Взяв ее за руку, подвел к месту схватки. Глаза у красавицы стали на пол-лица. Я в это время прокручивал варианты ответа, правду не поймет, как пить дать. Я, дескать, Владимир Романов, тридцать лет от роду, инженер крупного завода сибирского миллионного города на Иртыше, проживаю в стране, днем и ночью строящей коммунизм, правда, как потом оказалось, конца стройки никто из строителей не увидит. Каждое слово по отдельности, может, и расшифрую, а все вместе – никогда. Выдал один из приемлемых ответов: я боярин Романов, возвращаюсь из большого путешествия с края земли.
– А где твои люди и воины? – полюбопытствовала красотка.
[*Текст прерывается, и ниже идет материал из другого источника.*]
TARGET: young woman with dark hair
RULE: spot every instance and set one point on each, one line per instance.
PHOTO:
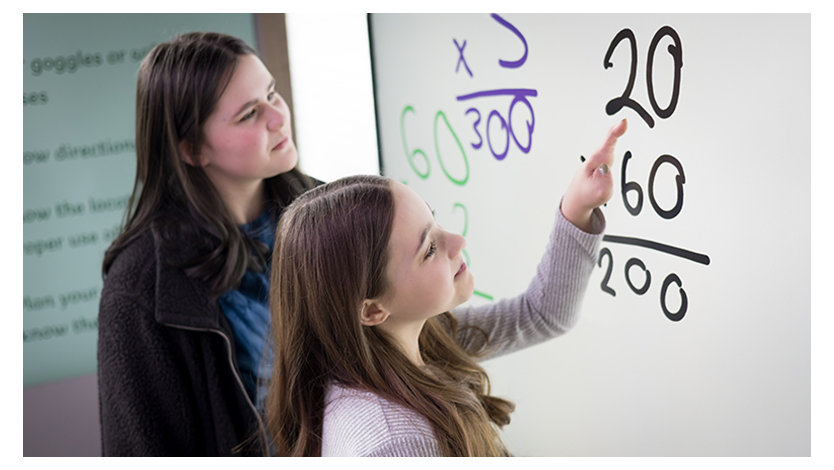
(183, 319)
(375, 356)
– Все погибли в дороге, – пожал я плечами. – Соловья баснями не кормят, пойдем, перекусим, чайку попьем.
Судя по реакции, поняла не все, но суть уловила. Мысленно обругал себя – за языком нужно следить. Очередной столбняк у Марьям вызвал наш «ижак», пришлось опять лапшу на уши вешать. По-моему, она меня за волшебника держит. Не стал девчонку разочаровывать, да и устал уже небылицы сочинять. Разговорились с ней за жизнь – информации много, а нужной не ахти. Ее мать – русская рабыня. Хан купил у половцев. Была наложницей, затем самой любимой женой – отравили, когда Марьям было пять лет. Отец тогда концов не нашел, хотя следы вели к семи его женам. Он решил вопрос в духе времени: всех жен укоротил на голову. Марьям русский язык знала от своей русской няни. Толгат-хан после случившегося не женился, перебивался наложницами. Дочь была любимым ребенком. Два старших брата отделились, живут со своими семьями, у каждого по тумену воинов. Тумен, если не ошибаюсь, – десять тысяч. Дивизия. У папаши – два тумена, не хило. В конце беседы вдруг заявила: врать, дескать, нехорошо. Оказалось, глазастая девица узрела на волках следы топора, а я героем дня сделал Сынка. Да, пролетел как фанера, ну и фиг с ним.
– А теперь поедем к отцу, – твердо заявила Марьям.
– Ну, к папе, так к папе.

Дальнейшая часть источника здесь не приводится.